Method and works The detailed nature of Cage's compositional use of chance remains poorly understood. Generally, Cage proceeded from the broadest aspects of a new composition to extremely specific ones. For all these decisions, he determined the number of possibilities for each aspect and then used chance to select a particular possibility: the number of possibilities would be related to one or a series of numbers corresponding to the sixty-four hexagrams of the Chinese classic text, I Ching. For instance, Cage might choose a musical pitch from three possibilities. Possibility A could be related to I Ching numbers 1–24, possibility B to 25–48, and possibility C to 49–64. The actual choice of an I Ching number, as described in the book itself when it is used as an oracle, was accomplished by tossing coins or (later) by running a computer program designed by Cage's assistant, the composer Andrew Culver. Cage called the generation of an I Ching number a chance operation. A finished composition generally entailed numerous chance operations.

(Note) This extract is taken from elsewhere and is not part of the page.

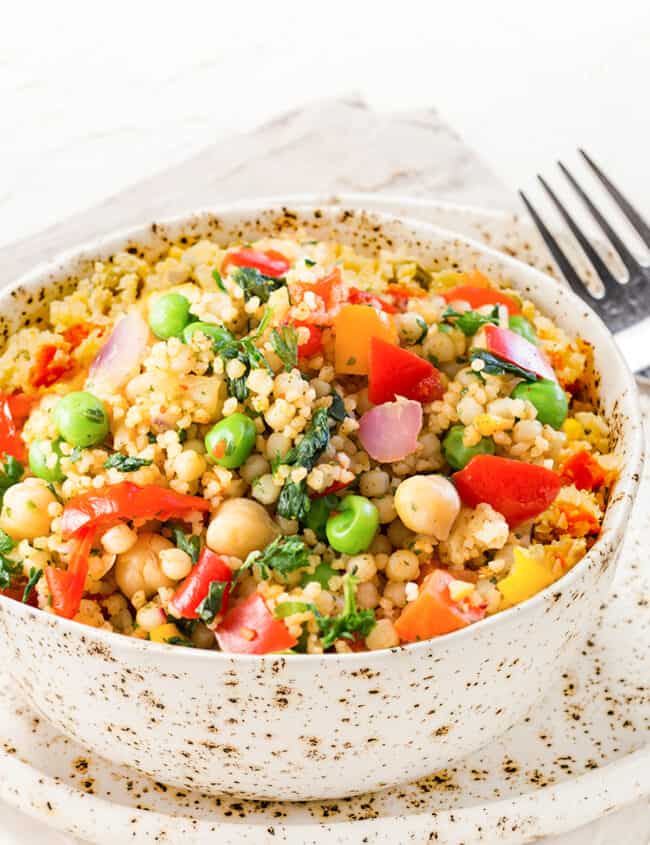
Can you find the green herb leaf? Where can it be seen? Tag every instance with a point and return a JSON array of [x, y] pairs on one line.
[[35, 576], [188, 543], [6, 542], [283, 555], [285, 346], [212, 603], [469, 322], [11, 471], [125, 463], [254, 283], [216, 275], [498, 366], [337, 408], [351, 622]]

Cage used chance to compose a variety of different works, including such pieces as Aria (1958), HPSCHD (1967–69), and Roaratorio: An Irish Circus on Finnegans Wake (1979). He also wrote several books, including Silence (1961), A Year From Monday (1968), M (1973), Empty Words (1979) and X (1983). Interviews with Cage and the critic Daniel Charles are collected in the book For the Birds (1981), whose title is a reference to one of Cage's favorite sayings, which is typical of his often subtle, self-referential humor: 'I am for the birds, not for the cages people put them in.' Richard Kostelanetz assembled a collage of various interviews in Conversing with Cage (second ed., 2003), and a volume of conversations with Joan Retallack from the 1990s, Musicage, appeared in 1996.
During his later years, Cage's work remained experimental, combining many of his musical and free-form concepts in public workshops. Yet other works, such as Cheap Imitation (1969), Hymns and Variations (1979), and Litany for the Whale (1980) resemble the less radical works of his early career. In two groups of compositions from his last years — Music for _____ and the Number Piece series — Cage attempted to reconcile the experimental, process-oriented character of his mature compositions with the idea of a musical work or object. In the Number Piece series in particular, Cage believed that he had finally discovered a way to write music that had harmony, which he now defined as sounds noticed at the same time.
Another of Cage's works, Organ² / ASLSP, is currently being performed near the German township of Halberstadt; in an imaginative and controversial interpretation of Cage's directions for the piece to be played 'As SLow aS Possible', the performance, being done on a specially-constructed autonomous organ built into the old church of St. Burchardi, is scheduled to take a total of 639 years after having been started at midnight on September 5, 2001.
John Cage died in New York City, only weeks before a celebration of his 80th birthday organised in Berlin by his close friend David Tudor and others was due to take place. The event went ahead as a celebration of John Cage's great contribution to music.